Forget sleeping in ICUs with constant lighting and noisy nurses touring halls at all hours. Somewhere I read that a good night’s sleep and a wholesome diet prevents heart attacks. That new billion-dollar hospital apparently doesn’t honor such information. My breakfast was a glass of orange juice, a bowl of mushy oatmeal and milk — little fiber or protein. Finally, at 9 am, in strolls a white-frocked physician flanked by a doting intern, to happily report that my blood test showed me low in serum potassium and no other abnormalities. Neither one questioned my medical history or mentioned the hospital-induced bags under my eyes. I didn’t tell her I felt light-headed after eating their sugary breakfast. Her diagnosis was conclusive, and that was that. “Nothing to worry about,” she said, handing me two tablets of potassium chloride and a glass of water. “You’ll be fine. Our lab report couldn’t find anything else wrong with you. You can go home.” It isn’t hard to figure why I couldn’t get out of that place fast enough to a hearty meal and restful sleep.
The arrhythmia didn’t go away and in fact became life-threatening bradycardia at 40 beats per minute, scary enough to get me on my knees praying for God’s guidance. So I went to no fewer than three cardiologists in the next three years. Each shook his head after I related my diet and supplement efforts to get well. They all said my options were only three: ablation surgery, cardiac drugs, or maybe a pacemaker. They limited discussion to their narrow expertise. I was in God’s hands to find some idiomatic cure.
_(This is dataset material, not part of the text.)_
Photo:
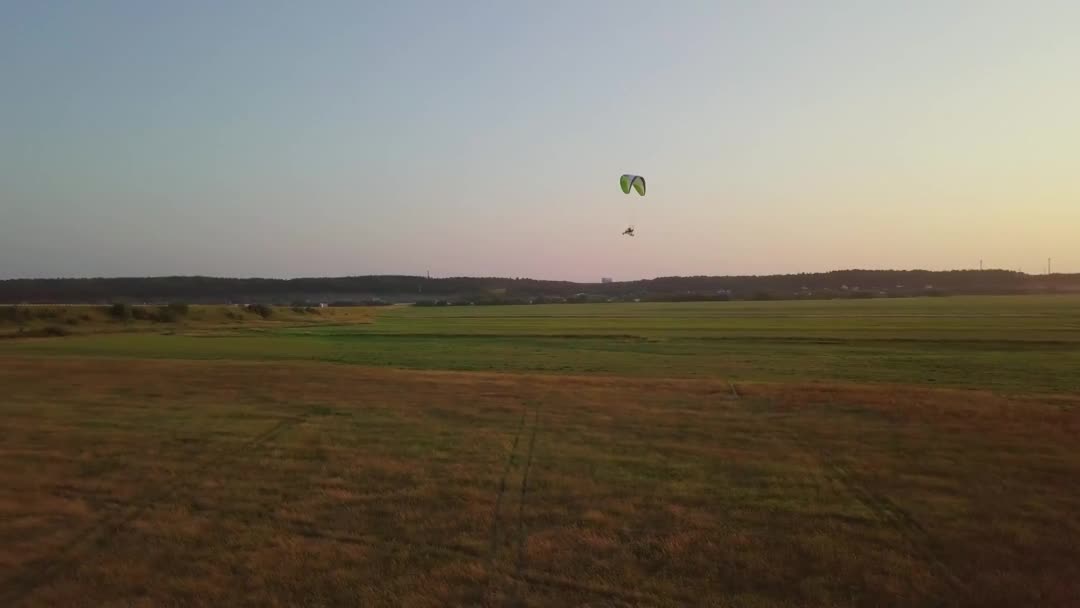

Web forums and Google Scholar are the great levelers for researching anything. I found pertinent research that my doctors likely ignored. Taurine is a conditional amino acid that is essential for good heart function in old age, when the body can’t synthesize it. That’s a major reason seniors are prone to tachycardia. But typical cardiologists ignore such facts, partly due to drug marketing. I have been taking this inexpensive supplement for several months and am happy to report that it works for me.
I forgive all these restrained physicians, due to the many valid reasons practitioners aren’t what they used to be. As the late award-winning essayist Charles Krauthammer, MD (who quit medicine) wrote, “It’s a never-ending attack on the profession from the government, insurance companies, and lawyers… degrading medicine.” His classmate wrote to him of the excessive electronic documentation that “has prompted me to seriously consider leaving for the first time.”
Some 23-year-old HMO administrator a thousand miles away tells doctors how many minutes (up to ten) they can spend with patients, how long doctors can keep them in a hospital, and what kind of treatment they’re allowed to give. And we haven’t even mentioned HMOs, Medicare, and malpractice litigation.
Is it any wonder that highly trained physicians leave the profession? “The current system is crazy, ruinous and unfair,” Krauthammer continued. The all-purpose, house-call doctors have vanished, and in their place: AI robotic surgery, formulaic diagnosis, and the Zoom telehealth conference call. Technology will further the distance between doctor and patient.
Chronic depression from the constant stress they suffer drives psychiatrists and physicians to suicide. A doctor commits suicide in the U.S. every day — the highest suicide rate of any profession. And the doctors and nurses suicide rate, at 28 to 40 per 100,000, is more than twice that of the general population. In recovery, one said, “I wanted it all to stop.” These days, if I were a physician — and in my youth I strongly considered becoming one — I would escape that treadmill rat-race and aim to practice with autonomy and dignity.
The medical profession is sick and in serious trouble. Physician, heal thyself (Luke 24:3).